Review of Octane

Octane (2003)
Surreal, pretentious & contrived road movie
12 March 2003
Warning: Spoilers
SPOILER ALERT The kindest thing I can say about this film is it's trying hard to be many things on many levels. At least it's trying - very, at times, as I found out by the end.

The story starts with an overturned car on a bridge and the dying passengers groaning in agony. The paramedics on the scene turn out to be imposters more concerned with removing the bodies altogether but vanish quickly when the real emergency services arrive - a compelling start.

We turn to a mother (Madeleine Stowe) driving her teenage daughter home one night; they witness the carnage by the roadside and are waved along by police. Their relationship is tense and uneasy, culminating in a bitter argument in a truck stop and the girl flounces off in a huff. Minutes later the distraught mother sees her daughter climbing into a winnebago driven by the spooky couple seen hanging around at the earlier car crash - and so begins the cat and mouse hunt for the return of the ungrateful wench back to Stowe.

The idea in principle is excellent, the cinematography stylish, the editing intelligent, the soundtrack appropriately moody and atmospheric, the acting accomplished most of the time. It's just a shame the plot disintegrates an hour into the picture; the audience were sniggering by the end as the seemingly invincible Stowe single-handedly takes on a chemical plant, a cult of complete loonies and a variety of incendiary devices without a second thought. Her transformation from a pill-popping, overwrought nag of a mother to Lara Croft is laughable, especially since she suffers a serious car accident in the middle of all this, only to walk away with a blob of stage makeup at her temple, and a renewed commitment to retrieve her kid from the moonies.

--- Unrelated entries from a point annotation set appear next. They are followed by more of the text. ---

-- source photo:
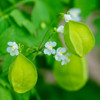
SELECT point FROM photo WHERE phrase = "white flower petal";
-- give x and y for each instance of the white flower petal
(53, 51)
(10, 43)
(47, 51)
(67, 17)
(63, 62)
(16, 52)
(12, 53)
(57, 57)
(54, 44)
(9, 49)
(60, 49)
(60, 29)
(74, 10)
(47, 44)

Towards the end the subtext also questions the morality of abortion, which is for a start completely at odds with the amoral lifestyle of the character posing the question, but moreover a weird position to take in a self-consciously arty film like this, where the pro-life/freedom of choice issue is utterly irrelevant. A nihilistic film like this has no point anyway, so why ruin the climax with unconvincing pro-life rhetoric?

The cult's enigmatic leader possesses an eery knowledge of Stowe's past which again is inexplicable and comes too late in the film to be examined properly - more of this might have saved the film's failing integrity. By the time he gets around to condemning her for her attempted termination (at the same time as cutting his own tongue with a razor blade and opening the boot of a car to reveal the poor girl's dead father lying there - you see my point) the film's nearly over and there's no opportunity to delve further. I'm being too kind; at this point the movie had decended into total farce and I'd lost my concentration anyway.

The nauseating happy-ever-after ending reminded me of so many Stephen King novels where the author has set the scene so brilliantly he ties himself up in complete knots and the resulting ending's a huge disappointment.

What a pity a film with so many strengths and so much potential fell at the first hurdle.